What that means, he added, "is that if California wants to reduce greenhouse gases by using ethanol, it's going to have to pay attention to how it's made."
The findings are of interest to the California Air Resources Board, the agency behind the state's formulas for cleaner-burning fuel and the group that will help determine how to cut greenhouse gases. In California, gasoline contains about 6% ethanol by volume and the state consumed more than 900 million gallons of ethanol in 2005 -- about a third of the nation's overall use.
"Anything that takes some of the controversy away from the benefits and dis-benefits of ethanol and what it really does will help us in our regulatory process because there would be fewer things we'd have to argue about," said Michael Scheible, deputy executive director at the air resources board.
Farrell's group reviewed six previous studies, including two produced by longtime ethanol critics David Pimentel, a professor at Cornell University, and by Tad W. Patzek, a fellow UC Berkeley professor.
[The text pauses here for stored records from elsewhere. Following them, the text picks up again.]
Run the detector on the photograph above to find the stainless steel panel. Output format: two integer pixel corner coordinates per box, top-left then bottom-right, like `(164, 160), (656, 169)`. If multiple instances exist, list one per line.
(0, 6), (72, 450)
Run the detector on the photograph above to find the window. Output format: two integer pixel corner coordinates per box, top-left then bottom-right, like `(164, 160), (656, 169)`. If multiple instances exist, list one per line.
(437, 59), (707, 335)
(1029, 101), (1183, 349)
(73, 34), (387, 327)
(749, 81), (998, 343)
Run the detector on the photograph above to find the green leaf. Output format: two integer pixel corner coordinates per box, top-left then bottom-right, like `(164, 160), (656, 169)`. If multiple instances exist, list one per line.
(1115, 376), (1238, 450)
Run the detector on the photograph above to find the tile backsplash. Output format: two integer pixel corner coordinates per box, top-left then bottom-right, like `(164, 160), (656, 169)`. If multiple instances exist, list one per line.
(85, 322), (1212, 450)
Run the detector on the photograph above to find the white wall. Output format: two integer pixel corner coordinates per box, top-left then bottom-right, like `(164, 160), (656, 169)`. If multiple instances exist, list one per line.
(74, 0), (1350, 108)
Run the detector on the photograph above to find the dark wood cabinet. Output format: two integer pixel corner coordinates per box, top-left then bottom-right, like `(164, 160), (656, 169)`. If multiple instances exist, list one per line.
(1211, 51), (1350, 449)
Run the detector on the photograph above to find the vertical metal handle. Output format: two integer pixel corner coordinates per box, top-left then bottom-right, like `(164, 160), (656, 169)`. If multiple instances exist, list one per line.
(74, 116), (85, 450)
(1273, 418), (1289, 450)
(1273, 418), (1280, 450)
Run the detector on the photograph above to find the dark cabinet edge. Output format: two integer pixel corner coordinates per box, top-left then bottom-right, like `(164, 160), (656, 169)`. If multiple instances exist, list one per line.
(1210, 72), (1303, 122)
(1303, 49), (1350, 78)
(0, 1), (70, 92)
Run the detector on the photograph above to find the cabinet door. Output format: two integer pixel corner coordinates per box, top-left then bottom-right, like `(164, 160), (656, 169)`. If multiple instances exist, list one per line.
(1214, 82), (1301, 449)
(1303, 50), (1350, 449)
Pimentel and Patzek determined that making ethanol used up more energy than it produced, but Farrell said their work "incorrectly ignored co-products and used some obsolete data."
The professors "have done a very great service by asking the right question, which is, 'Can agricultural processes produce a fuel that is good for the environment?' " Farrell said. "We disagree slightly with their answer."
Patzek and Pimentel were not available for comment Thursday.